Bajo los tilos, buscando un poco de refresco, se miran.
No hay palabras entre ellos. El silencio llega. El susurro de las hojas al rozarse, del viento entre las ramas y el de las manos al tocarse.
Las pupilas brillantes. Pequeñas lágrimas al borde de los párpados. Se miran. Y se ríen.
Sin palabras.
Una mano atrapa los dedos temblorosos. Los dedos, protegidos, parecen relajarse un poco. Y se dejan llevar.

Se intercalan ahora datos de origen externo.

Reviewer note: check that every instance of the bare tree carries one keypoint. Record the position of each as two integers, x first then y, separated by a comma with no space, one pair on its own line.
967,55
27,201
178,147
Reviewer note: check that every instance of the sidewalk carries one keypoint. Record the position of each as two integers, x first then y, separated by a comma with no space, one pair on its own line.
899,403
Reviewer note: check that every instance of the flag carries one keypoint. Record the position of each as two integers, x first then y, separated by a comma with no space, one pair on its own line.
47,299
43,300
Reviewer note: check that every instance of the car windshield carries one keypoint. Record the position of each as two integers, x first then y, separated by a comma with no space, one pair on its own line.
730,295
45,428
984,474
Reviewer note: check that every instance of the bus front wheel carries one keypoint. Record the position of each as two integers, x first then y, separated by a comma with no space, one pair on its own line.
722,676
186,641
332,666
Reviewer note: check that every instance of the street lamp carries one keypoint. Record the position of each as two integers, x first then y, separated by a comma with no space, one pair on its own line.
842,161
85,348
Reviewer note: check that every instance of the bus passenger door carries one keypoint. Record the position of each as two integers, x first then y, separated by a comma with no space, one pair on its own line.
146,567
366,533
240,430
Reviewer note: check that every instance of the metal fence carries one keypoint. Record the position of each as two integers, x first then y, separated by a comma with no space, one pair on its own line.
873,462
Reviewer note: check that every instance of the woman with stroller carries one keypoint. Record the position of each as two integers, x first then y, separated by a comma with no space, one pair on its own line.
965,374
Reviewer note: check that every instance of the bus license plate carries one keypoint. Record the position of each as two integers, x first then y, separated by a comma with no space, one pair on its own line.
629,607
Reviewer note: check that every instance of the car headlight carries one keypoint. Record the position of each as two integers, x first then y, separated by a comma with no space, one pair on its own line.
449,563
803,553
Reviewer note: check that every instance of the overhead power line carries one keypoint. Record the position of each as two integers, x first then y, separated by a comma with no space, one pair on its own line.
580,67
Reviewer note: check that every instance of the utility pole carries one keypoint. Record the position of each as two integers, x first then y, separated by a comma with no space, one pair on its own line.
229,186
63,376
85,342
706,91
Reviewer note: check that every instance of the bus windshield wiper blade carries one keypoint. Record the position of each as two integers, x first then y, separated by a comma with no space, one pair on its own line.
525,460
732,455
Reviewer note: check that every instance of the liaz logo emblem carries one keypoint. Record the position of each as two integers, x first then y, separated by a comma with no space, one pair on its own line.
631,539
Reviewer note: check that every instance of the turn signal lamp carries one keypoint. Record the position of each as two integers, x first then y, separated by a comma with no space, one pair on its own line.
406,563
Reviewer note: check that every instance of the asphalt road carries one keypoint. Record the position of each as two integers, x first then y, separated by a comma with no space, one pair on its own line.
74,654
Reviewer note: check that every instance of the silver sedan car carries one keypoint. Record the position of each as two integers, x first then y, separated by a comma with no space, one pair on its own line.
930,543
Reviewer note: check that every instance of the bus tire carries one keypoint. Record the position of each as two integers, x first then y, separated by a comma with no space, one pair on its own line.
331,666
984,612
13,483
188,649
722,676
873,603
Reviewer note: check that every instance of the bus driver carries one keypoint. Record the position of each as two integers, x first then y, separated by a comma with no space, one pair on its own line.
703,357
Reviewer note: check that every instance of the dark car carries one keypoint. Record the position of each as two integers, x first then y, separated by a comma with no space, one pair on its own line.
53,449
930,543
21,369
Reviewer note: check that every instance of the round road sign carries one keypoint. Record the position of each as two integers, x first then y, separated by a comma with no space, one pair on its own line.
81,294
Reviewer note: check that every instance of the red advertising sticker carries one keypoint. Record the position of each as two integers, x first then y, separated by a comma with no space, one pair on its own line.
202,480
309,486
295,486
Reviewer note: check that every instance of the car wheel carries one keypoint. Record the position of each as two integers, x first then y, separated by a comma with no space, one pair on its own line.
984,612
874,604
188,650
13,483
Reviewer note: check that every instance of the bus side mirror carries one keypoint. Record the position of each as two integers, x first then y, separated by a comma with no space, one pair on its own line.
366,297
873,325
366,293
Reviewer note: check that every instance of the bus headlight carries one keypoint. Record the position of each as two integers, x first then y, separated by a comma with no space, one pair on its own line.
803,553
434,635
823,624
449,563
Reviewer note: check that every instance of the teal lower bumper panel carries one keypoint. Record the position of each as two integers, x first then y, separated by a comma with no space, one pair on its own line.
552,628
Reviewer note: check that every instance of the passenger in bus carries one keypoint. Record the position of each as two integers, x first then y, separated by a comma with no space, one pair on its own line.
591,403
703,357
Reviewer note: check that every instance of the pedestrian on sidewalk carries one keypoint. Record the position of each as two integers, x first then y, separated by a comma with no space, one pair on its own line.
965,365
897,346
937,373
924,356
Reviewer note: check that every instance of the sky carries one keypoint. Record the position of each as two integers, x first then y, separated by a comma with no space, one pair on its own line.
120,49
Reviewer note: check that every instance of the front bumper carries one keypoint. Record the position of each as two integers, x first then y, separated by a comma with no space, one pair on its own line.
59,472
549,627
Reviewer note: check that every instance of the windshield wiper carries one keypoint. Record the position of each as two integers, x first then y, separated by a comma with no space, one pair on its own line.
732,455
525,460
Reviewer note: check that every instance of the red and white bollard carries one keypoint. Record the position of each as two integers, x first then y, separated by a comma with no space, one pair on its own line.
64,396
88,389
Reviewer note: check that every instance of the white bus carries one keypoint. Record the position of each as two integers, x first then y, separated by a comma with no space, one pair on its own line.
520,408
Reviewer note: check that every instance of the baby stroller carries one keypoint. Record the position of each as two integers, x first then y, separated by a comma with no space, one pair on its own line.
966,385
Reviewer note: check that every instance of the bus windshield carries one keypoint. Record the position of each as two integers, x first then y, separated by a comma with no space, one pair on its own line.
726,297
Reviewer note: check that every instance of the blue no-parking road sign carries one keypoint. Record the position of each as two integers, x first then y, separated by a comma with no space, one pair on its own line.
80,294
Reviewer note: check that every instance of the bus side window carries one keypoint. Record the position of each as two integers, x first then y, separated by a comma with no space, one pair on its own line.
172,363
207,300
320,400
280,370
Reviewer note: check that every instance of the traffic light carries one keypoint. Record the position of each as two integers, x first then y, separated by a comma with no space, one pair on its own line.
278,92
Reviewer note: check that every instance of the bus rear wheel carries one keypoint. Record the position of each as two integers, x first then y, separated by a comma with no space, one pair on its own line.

La mano roza la muñeca y la alza al aire. Parece flotar en aquel espacio único bajo los tilos.
Labios que se abren. Para besar. La palma abierta, los dedos libres, la muñeca fresca. Y la boca ansiosa.
Tiemblan de deseo. Y de novedad. Aún a sabiendas que se quieren, que han nacido para conocerse.
Se acercan. Se tocan con el cuerpo, se abren como flores. Y los labios se encuentran con la boca y el mundo parece detenerse bajo los tilos.
El viento arrecia, las ramas se agitan, las hojas caen una y otra. Y el beso funde las intenciones, diluye los miedos, templa los sentimientos.
Amor.
Bajo los tilos se quieren y se desean. Y se dicen muchas cosas sin hablarse. Bocas ocupadas, lenguas entrelazadas; brazos enmarañados; torsos como cimitarras. Intenciones y certezas.
Y el mundo gira de nuevo bajo el hechizo del amor. Del que se tienen ahora y del que transmutará con el tiempo que vendrá. Porque han nacido para conocerse y para quererse de muchas maneras.
Pero nadie quiere saber lo que vendrá. Ninguno de los dos se ocupa ahora mismo del futuro.
Bajo los tilos ondulantes dos personas se quieren y se callan. Y parecen amarse para siempre. Al menos mientras el viento susurre entre los árboles y las manos se acaricien y haya ganas, muchas ganas, de un nuevo beso.